Contextual Interaction via Primitive-based Adversarial Training For Compositional Zero-shot Learning

TL;DR

This work proposes a novel over-sampling strategy with object-similarity guidance to augment target compositional training data and performs detailed quantitative analysis and retrieval experiments on well-established datasets to validate the effectiveness of the proposed method.

Abstract

Compositional Zero-shot Learning (CZSL) aims to identify novel compositions via known attribute-object pairs. The primary challenge in CZSL tasks lies in the significant discrepancies introduced by the complex interaction between the visual primitives of attribute and object, consequently decreasing the classification performance towards novel compositions. Previous remarkable works primarily addressed this issue by focusing on disentangling strategy or utilizing object-based conditional probabilities to constrain the selection space of attributes. Unfortunately, few studies have explored the problem from the perspective of modeling the mechanism of visual primitive interactions. Inspired by the success of vanilla adversarial learning in Cross-Domain Few-Shot Learning, we take a step further and devise a model-agnostic and Primitive-Based Adversarial training (PBadv) method to deal with this problem.

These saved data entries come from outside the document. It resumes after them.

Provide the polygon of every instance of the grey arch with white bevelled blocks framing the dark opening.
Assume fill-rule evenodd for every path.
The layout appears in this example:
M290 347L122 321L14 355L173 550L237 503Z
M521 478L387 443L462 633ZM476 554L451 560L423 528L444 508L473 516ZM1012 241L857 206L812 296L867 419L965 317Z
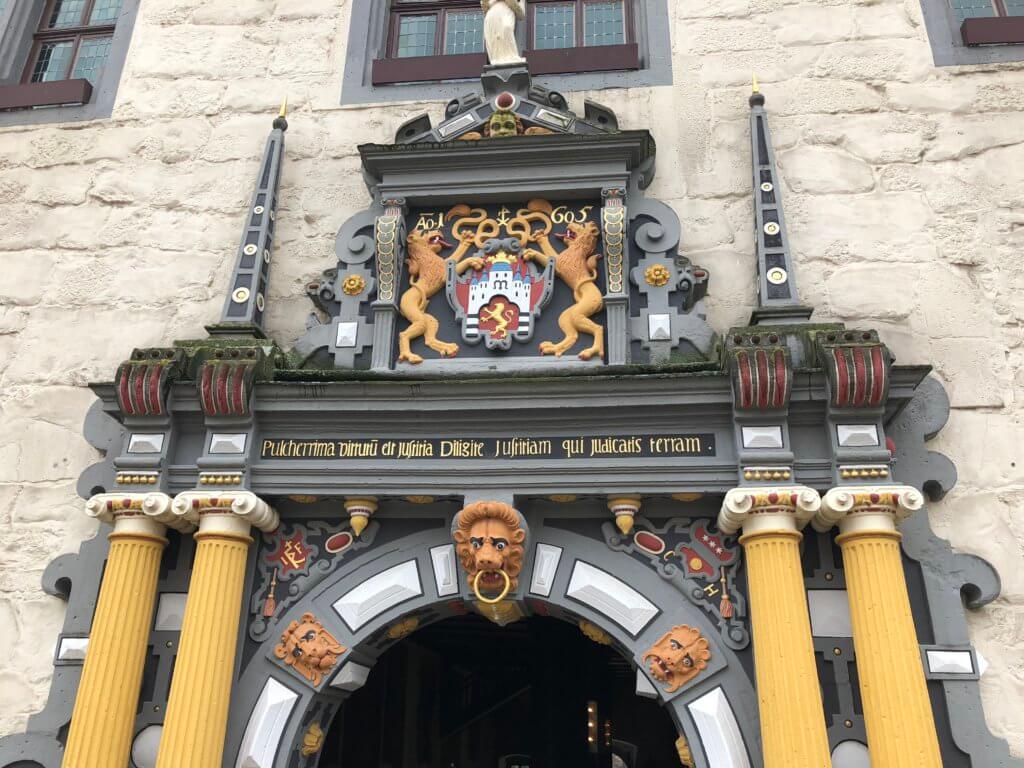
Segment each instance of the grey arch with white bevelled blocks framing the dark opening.
M667 766L679 765L671 746L681 734L689 743L696 768L760 768L757 698L750 675L726 642L728 638L693 602L692 591L678 569L655 569L645 558L628 556L613 537L596 539L579 532L593 527L587 518L547 518L536 509L529 511L534 513L530 538L515 601L524 617L504 629L496 626L493 631L516 633L520 622L525 629L535 626L531 622L540 626L544 623L540 620L545 620L560 628L553 631L567 633L569 642L558 644L566 645L571 656L573 648L593 650L588 645L591 641L579 630L581 621L589 622L611 639L612 646L600 651L610 654L605 658L617 655L632 671L633 696L629 700L638 712L653 706L663 719L674 724L675 732L667 741L671 758ZM690 522L680 519L672 525ZM613 523L607 525L613 527ZM429 516L388 520L386 527L373 521L362 539L365 547L353 546L350 558L342 558L329 570L310 572L298 599L286 602L278 625L288 627L307 613L315 616L345 648L339 663L330 676L311 682L276 655L279 632L267 632L265 639L252 645L243 658L231 702L226 746L231 757L225 766L339 765L340 757L328 762L325 751L336 715L348 701L357 700L360 689L378 684L375 678L388 679L389 675L379 673L391 651L401 653L398 647L435 625L468 627L462 623L470 617L486 622L477 615L472 593L458 567L450 516L441 524ZM407 636L402 628L410 623L418 629ZM680 625L699 630L710 643L712 657L708 669L690 685L668 690L646 673L643 658L666 633ZM489 626L486 629L492 631ZM445 631L455 630L437 630ZM498 647L497 642L492 646ZM453 635L453 644L465 648L468 640ZM527 644L506 655L540 664L536 658L539 653ZM564 670L558 671L559 690L569 687L568 671L573 664L564 662ZM644 697L649 703L642 700ZM375 710L374 715L381 717L381 712ZM612 737L618 738L614 731ZM401 733L393 734L394 741L401 739ZM345 768L350 765L377 768L401 763L355 760L347 761Z

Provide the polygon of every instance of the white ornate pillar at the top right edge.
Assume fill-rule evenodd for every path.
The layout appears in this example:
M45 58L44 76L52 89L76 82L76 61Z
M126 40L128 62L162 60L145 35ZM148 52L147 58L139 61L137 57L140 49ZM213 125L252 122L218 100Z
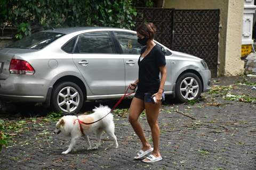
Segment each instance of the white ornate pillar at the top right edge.
M253 14L256 6L254 0L244 0L244 18L243 18L243 35L242 45L252 45L252 28L253 28Z

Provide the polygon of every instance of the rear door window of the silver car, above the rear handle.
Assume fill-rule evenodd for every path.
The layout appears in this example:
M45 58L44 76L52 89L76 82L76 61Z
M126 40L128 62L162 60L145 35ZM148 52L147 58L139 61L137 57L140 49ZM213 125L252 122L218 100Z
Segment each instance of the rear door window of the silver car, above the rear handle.
M89 32L78 37L75 53L115 53L108 32Z

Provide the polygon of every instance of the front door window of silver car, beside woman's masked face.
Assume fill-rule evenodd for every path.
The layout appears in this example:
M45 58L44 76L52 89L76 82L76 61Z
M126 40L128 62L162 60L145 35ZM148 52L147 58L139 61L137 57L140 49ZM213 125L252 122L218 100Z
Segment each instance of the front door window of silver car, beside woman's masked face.
M124 54L140 54L141 45L137 35L129 32L114 32Z

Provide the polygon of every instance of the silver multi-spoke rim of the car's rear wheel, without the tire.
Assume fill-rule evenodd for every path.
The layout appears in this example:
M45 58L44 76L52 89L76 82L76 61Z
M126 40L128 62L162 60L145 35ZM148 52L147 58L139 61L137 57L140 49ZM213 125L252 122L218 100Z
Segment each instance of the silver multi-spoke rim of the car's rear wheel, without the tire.
M65 87L58 94L58 105L63 112L73 112L79 105L78 91L73 87Z

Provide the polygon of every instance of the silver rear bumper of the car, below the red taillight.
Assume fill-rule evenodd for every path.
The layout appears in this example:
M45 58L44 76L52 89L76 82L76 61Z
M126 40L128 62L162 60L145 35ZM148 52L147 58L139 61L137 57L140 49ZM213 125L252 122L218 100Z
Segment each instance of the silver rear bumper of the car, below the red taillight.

Besides, the latest studies highlight the weakness of the perception of hard compositions even under data-balanced conditions. To this end, we propose a novel over-sampling strategy with object-similarity guidance to augment target compositional training data. We performed detailed quantitative analysis and retrieval experiments on well-established datasets, such as UT-Zappos50K, MIT-States, and C-GQA, to validate the effectiveness of our proposed method, and the state-of-the-art (SOTA) performance demonstrates the superiority of our approach. The code is available at https://github.com/lisuyi/PBadv_czsl.

Figures (6)

• Figure 1: Motivation illustration. Previous state-of-the-art works (denoted by a yellow dashed border) lacked further exploration into the semantic interaction mechanism in the visual domain. To this end, we devise a perturbation method (denoted by a blue dashed border) named PBadv to model the mechanism of the complex interactions to allow the CZSL model to be robust to visually diverse compositions.
• Figure 2: An Overview of PBadv. The framework of the classification network can be divided into two parallel parts: the visual primitive adversarial training branch (➀, ➁, ➃ and ➄) and the base branch (➂). Branch ➀ and ➁ are traditional disentangling architecture, which aims to decompose encoded visual features (i.e. , [CLS]) into corresponding attribute and object features (i.e. , $\boldsymbol{f}_a$ and $\boldsymbol{f}_o$). Next, a series of perturbed features will be synthesized by adding Gaussian noise and attacking the original features (our PBadv method, shown as (a)). After the compositional feature rebuilding process (➃ and ➄), the composed original and perturbed features will be projected into a common pair space for semantic alignment. (b): The object-similarity-guidance sampling probability $\mathcal{P}^{o}$ can be achieved by computing the similarity between all possible objects via prior knowledge (e.g. , GloVe). (c): In the OS-OSP method, the probability $\mathcal{P}^{o}$ will be referenced to guide the attribute selection of images during the oversampling process.
• Figure 3: The influence of the temperature coefficient on UT-Zappos50K and C-GQA about the best AUC and HM.
• Figure 4: The qualitative results of image-to-text retrieval experiment on the test set of MIT-States.
• Figure 5: The qualitative results of text-to-image retrieval experiment on the test set of C-GQA.